Samsung Electronics Co. Ltd. and the South Korean government have been appearing increasingly perturbed as AP investigative reports on their collusive efforts to block the release of information critical to workers compensation petitions filed by the tech company’s occupational-disease victims spread worldwide.
AP Reports Ripple Out
On Aug 10, the AP reported that the South Korean government allowed Samsung to cite trade secret concerns to withhold information about on-the-job chemical exposure from at least six workers compensation petitioners who developed various forms of blood order after working at Samsung’s chip or LCD labs.
Separately, the U.S. news agency released a profile of some victims of Samsung’s blood disorder cluster and a video clip summing up the two reports.
The impact of the reports rippled across the world. On Aug. 10, the Al Jazeera news network dispatched a report derived from the AP accounts. On Aug. 16, Toronto Star, Canada’s largest daily newspaper by circulation, ran the AP pieces on the front page.
Samsung Grows Unsettled
On Aug. 12, the AP, prodded by Samsung, ran the following correction: “The Associated Press reported erroneously that a compensation plan the company offered covers some of the workers’ medical expenses. It covers all their medical expenses.”

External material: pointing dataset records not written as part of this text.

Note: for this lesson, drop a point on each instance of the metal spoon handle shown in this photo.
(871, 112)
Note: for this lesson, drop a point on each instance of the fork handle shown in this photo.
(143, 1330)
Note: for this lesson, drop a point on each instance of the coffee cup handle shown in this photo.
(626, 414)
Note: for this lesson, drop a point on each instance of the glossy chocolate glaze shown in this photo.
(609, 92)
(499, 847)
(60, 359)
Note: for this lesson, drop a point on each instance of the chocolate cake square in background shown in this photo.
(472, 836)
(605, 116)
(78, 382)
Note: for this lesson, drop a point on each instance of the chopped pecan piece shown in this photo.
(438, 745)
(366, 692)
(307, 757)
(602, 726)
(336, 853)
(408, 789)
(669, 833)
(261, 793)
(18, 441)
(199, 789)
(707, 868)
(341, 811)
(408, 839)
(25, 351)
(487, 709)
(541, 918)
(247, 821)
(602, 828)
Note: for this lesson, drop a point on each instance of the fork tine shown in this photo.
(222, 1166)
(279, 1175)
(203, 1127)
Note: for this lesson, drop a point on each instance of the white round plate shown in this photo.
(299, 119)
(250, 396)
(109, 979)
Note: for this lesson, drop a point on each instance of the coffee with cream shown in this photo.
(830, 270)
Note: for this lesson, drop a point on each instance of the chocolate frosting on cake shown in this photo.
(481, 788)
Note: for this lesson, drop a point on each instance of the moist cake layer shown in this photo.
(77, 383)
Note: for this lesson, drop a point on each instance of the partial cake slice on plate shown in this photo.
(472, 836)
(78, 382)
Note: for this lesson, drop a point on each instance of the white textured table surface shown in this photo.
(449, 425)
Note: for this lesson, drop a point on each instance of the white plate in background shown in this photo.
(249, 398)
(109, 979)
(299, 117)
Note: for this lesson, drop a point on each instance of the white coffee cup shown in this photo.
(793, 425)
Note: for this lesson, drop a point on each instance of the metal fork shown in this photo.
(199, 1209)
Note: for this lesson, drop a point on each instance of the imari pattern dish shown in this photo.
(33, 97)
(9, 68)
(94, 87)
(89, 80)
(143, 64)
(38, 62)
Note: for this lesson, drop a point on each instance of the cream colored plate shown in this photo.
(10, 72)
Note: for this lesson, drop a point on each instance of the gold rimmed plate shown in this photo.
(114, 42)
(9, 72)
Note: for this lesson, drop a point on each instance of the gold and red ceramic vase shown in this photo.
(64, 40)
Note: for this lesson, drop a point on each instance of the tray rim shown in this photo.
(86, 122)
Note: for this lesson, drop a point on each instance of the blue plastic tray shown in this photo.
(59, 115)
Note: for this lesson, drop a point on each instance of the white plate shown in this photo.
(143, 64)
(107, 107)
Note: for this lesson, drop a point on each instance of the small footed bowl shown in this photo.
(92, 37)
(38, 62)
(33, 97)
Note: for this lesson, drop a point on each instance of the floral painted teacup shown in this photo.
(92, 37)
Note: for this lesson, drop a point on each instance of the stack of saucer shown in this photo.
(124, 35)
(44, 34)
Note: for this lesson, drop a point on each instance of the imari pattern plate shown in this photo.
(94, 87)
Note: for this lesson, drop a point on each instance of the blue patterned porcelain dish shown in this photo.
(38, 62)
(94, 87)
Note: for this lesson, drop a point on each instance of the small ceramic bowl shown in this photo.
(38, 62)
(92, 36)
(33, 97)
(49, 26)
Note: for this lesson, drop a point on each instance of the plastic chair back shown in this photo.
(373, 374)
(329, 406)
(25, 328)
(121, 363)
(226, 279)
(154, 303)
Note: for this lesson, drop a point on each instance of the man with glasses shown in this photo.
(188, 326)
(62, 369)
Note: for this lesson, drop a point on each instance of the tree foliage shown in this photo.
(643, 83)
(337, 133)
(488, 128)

The world’s largest tech company was just misleading. Indeed, Samsung paid medical bills when former employees were successfully granted compensation for their sickness under its limited and divisive compensation scheme. However, the company now uses its own undisclosed selection criteria for covering these recipients’ post-compensation medical expenses, said Lim Ja-woon, SHARPS’s in-house legal counsel.
Perturbed by the AP reports, Samsung released two separate press statements on Aug. 10 and Aug. 13.
In the Aug. 10 statement, the company said, “even if a supplier cites trade secrets to withhold information, the chemical product provided to Samsung has been certified as not containing any toxic substance.” Samsung did not just shift the blame to suppliers, but also blurred the fact that some chemicals used in chip production can react to each other to create toxic substances. This is why full disclosure of all chemicals is important.
In the Aug. 13 statement, the company attempted to justify destruction of the entrance logs of one of its cleanrooms, citing a lack of regulatory clarification on such destruction.
The destruction came in 2010, after attempts by the family of Sohn Kyung-joo, a 53-year-old Samsung contractor who died of leukemia a year earlier, to use the logs as evidence of his chemical exposure in his posthumous worker compensation proceedings.
With much information shrouded in secrecy, the daily records of ins and outs of cleanrooms could be major evidence for workers compensation cases. The logs showed how often and long workers and contractors have stayed in the dirt-free chip labs, according to many accounts, limned with chemical smells.
Government’s Freudian Slip
On Aug. 12, South Korea’s Ministry of Employment and Labor denied the AP reports that it, at Samsung’s request, withheld the information. “We designated the information in question as trade secret as defined under law,” said the labor ministry—accidentally admitting that it served Samsung when it should regulate the corporation in the interests of workers safety.
SHARPS’s Sit-in: 300 Days And Still Counting
Since Oct. 7, 2015, SHARPS and its supporters have been staging a sit-in at Samsung D’light, the company’s so-called global exhibition space in south Seoul, calling for the world’s largest technology company to: 1) compensate all victims of occupational disease transparently and sufficiently; and 2) make a sincere and full apology.